The combined power of computing centres at different CTA institutes grouped in the Grid infrastructure allow massive Monte Carlo simulations. Our aim is to keep the development for CTA at a minimum by staying grid middleware compliant and relying on tools already used in the grid community. Current simulation production is much more efficient than anyrhing being done at single computing centres and allows the estimation of the future CTA computing requirements. The Grid infrastructure can be recommended for large scale computing in CTA.
Description of the work
CTA is currently in the preparatory phase and no dedicated computing infrastructure is available. Using Grid infrastructure the computing centres of participating institutes can provide computing resources for CTA. Currently, the CTA virtual organisation (vo.cta.in2p3.fr) comprises 8 computing centres with several 1000 CPUs and about 500TB of storage. The participating computing centres are Tier 1 and Tier 2 centres and provide very heterogeneous computing resources.
The CTA Computing Grid is currently used for massive Monte Carlo simulations. For job submission and monitoring we use EasiJob (EASy Integrated JOB submission), a tool developped within the MUST framework (Mesocentre de calcul et de stockage ouvert sur la grille EGEE/LCG), the computing infrastructure from LAPP (Laboratoire d'Annecy-le-Vieux de Physique des Particules). This tool includes a web interface to define and configure a grid production.
The configuration and submission is currently being done manually by the production manager. For the future we plan to set up an automated data pipeline where each newly produced simulation file will be automatically processed. This automated data processing will be based on a data management system. We are investigating the potential of AMI (ATLAS Metadata Interface) for the needs of CTA. The outcome of this investigation will be presented in the talk.

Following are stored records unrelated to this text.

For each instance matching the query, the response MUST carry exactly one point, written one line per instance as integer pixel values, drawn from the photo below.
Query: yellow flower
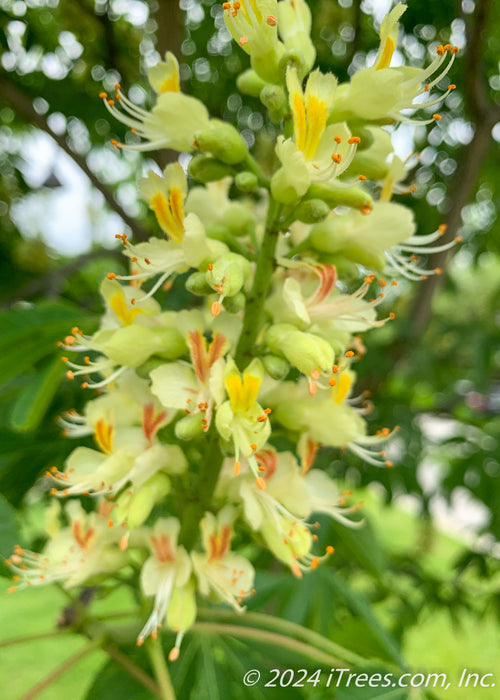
(165, 196)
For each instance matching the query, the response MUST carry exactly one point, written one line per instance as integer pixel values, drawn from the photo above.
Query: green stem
(61, 669)
(274, 639)
(31, 638)
(156, 655)
(132, 669)
(255, 301)
(207, 480)
(299, 248)
(286, 628)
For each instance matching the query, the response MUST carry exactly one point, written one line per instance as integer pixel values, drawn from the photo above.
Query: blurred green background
(420, 584)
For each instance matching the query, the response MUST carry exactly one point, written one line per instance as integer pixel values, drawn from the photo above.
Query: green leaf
(9, 535)
(113, 683)
(33, 402)
(27, 335)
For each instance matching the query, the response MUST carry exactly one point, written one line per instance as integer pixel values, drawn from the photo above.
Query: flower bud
(277, 367)
(311, 211)
(228, 273)
(239, 219)
(354, 197)
(246, 182)
(173, 344)
(294, 58)
(235, 303)
(223, 141)
(197, 284)
(306, 351)
(273, 97)
(181, 612)
(189, 427)
(250, 83)
(134, 508)
(206, 169)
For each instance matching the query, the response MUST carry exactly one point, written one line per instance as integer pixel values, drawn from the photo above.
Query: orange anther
(216, 307)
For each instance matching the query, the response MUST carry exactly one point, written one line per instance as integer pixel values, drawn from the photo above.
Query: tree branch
(132, 669)
(61, 669)
(469, 162)
(52, 281)
(24, 108)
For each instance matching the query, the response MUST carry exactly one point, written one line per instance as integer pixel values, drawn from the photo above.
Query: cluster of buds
(187, 401)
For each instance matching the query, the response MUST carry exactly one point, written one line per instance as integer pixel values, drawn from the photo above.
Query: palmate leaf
(9, 535)
(29, 334)
(34, 400)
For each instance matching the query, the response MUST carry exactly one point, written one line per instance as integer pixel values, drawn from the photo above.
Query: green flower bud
(277, 367)
(206, 169)
(135, 508)
(250, 83)
(235, 303)
(173, 344)
(354, 197)
(239, 219)
(246, 182)
(273, 97)
(288, 188)
(148, 366)
(228, 273)
(311, 211)
(189, 427)
(197, 284)
(223, 141)
(305, 351)
(181, 612)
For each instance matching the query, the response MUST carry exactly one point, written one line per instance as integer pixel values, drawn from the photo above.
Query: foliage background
(421, 582)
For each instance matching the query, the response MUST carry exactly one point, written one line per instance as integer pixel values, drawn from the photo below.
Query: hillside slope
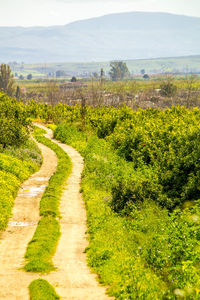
(134, 35)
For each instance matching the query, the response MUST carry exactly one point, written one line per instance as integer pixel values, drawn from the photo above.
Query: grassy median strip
(40, 289)
(43, 245)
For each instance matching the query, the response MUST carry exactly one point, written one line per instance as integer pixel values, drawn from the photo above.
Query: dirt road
(72, 279)
(13, 242)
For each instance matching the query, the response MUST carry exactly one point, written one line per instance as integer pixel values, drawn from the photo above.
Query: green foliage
(6, 80)
(167, 88)
(40, 289)
(13, 171)
(151, 254)
(43, 246)
(13, 122)
(119, 70)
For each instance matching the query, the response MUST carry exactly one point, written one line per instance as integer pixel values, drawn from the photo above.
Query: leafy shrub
(13, 122)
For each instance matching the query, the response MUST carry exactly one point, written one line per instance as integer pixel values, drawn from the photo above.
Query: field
(140, 185)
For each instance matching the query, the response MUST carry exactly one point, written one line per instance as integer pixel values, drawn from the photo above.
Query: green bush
(13, 122)
(40, 289)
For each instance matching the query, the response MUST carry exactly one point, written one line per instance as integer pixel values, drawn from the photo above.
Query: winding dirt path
(13, 242)
(72, 279)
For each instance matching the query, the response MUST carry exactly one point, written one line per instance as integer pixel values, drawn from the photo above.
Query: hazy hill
(117, 36)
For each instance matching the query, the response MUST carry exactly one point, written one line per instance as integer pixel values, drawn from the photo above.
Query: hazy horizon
(28, 13)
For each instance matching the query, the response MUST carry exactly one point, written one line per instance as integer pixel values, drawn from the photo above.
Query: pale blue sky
(60, 12)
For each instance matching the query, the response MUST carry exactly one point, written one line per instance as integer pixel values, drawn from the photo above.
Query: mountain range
(134, 35)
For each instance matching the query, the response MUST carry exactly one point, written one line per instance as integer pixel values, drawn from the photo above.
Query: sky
(60, 12)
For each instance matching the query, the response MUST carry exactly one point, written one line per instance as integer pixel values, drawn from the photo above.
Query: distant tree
(119, 70)
(60, 73)
(146, 76)
(102, 74)
(18, 93)
(74, 79)
(6, 80)
(167, 88)
(29, 76)
(52, 91)
(95, 75)
(21, 77)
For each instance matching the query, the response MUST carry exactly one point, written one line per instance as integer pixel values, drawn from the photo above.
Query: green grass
(16, 165)
(40, 289)
(43, 245)
(144, 255)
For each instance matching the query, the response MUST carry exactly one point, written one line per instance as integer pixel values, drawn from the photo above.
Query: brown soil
(72, 279)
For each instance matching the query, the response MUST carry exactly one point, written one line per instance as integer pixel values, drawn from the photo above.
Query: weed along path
(13, 242)
(73, 279)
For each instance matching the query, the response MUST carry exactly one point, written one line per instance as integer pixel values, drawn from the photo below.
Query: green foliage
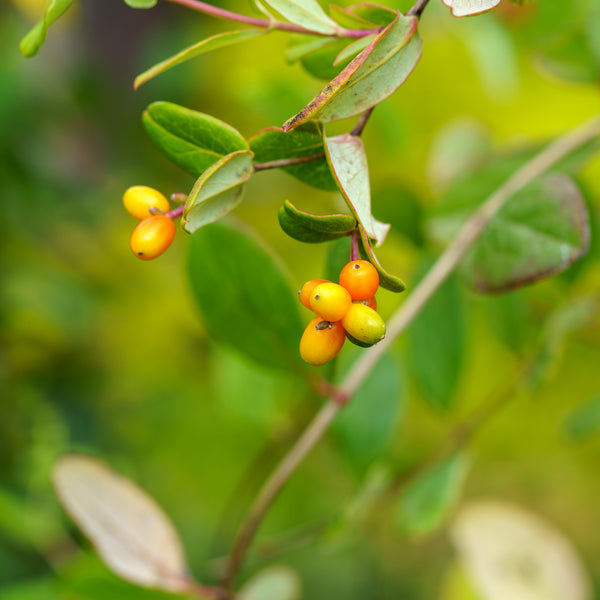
(308, 228)
(192, 140)
(34, 40)
(307, 140)
(429, 499)
(245, 300)
(217, 191)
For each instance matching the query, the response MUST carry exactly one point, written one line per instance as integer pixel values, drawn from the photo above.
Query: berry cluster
(344, 310)
(156, 230)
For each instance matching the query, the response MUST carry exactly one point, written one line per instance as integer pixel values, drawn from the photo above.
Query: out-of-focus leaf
(539, 232)
(348, 164)
(212, 43)
(194, 141)
(307, 140)
(273, 583)
(36, 37)
(217, 191)
(430, 498)
(463, 8)
(584, 421)
(390, 282)
(510, 553)
(245, 299)
(306, 13)
(436, 347)
(141, 3)
(131, 533)
(309, 228)
(371, 77)
(367, 425)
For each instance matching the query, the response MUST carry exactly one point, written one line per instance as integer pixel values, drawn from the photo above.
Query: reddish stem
(221, 13)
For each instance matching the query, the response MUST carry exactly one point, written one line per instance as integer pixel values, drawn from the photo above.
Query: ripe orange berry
(330, 301)
(139, 198)
(360, 278)
(152, 237)
(321, 341)
(363, 324)
(306, 289)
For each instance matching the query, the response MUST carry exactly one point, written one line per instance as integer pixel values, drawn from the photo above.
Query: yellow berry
(152, 237)
(330, 301)
(139, 198)
(363, 324)
(321, 341)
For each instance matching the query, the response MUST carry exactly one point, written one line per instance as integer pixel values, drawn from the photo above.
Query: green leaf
(273, 583)
(584, 421)
(370, 78)
(217, 191)
(430, 498)
(309, 228)
(464, 8)
(141, 3)
(306, 13)
(386, 280)
(348, 164)
(437, 340)
(212, 43)
(34, 40)
(539, 232)
(246, 300)
(192, 140)
(307, 140)
(367, 425)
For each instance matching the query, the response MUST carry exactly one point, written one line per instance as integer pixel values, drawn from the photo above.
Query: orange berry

Gamma-ray astronomy is one of the most active topics in astroparticle physics involving both particle physicists and astrophysicists leading to the design of new types of research infrastructures. The Cherenkov Telescope Array - CTA - is a proposed new project for ground based gamma-ray astronomy. This project is driven by the CTA consortium, comprising 132 institutes in 25 countries. The CTA Computing Grid (CTACG) uses Grid Technology to perform heavy Monte Carlo simulations and to investigate the potential of Grid computing for the future data reduction and analysis pipeline. This talk presents the tools developped in this framework, the performance achieved and the lessons learned.
Within 2010 60000 files containing 109 simtelarray showers have been produced, outnumbering by far any production on dedicated computer clusters.
The current production jobs are very demanding in memory size (up to 4 GB RAM) and disk space (5-10 GB scratch). Not all available computing centres meet these requirements. Therefore only a subset of all sites is currently used. Future plans for upgrading computer centres will take into account the CTA memory requirements. The necessary scratch disk space and disk operations can be reduced by running processes parallel within one job and piping the output directly. It will be necessay to require several cores on multi-core machines on job submission.
The Grid provides the necessary infrastructure to help participating institutes to easily supply there computing power to the CTA community. By relying on official Grid standards the work load on the technical staff at the computing sites is reduced and the developpement of the Grid can be easily followed. In this way CTA can concentrate nearly all its efforts on scientific study.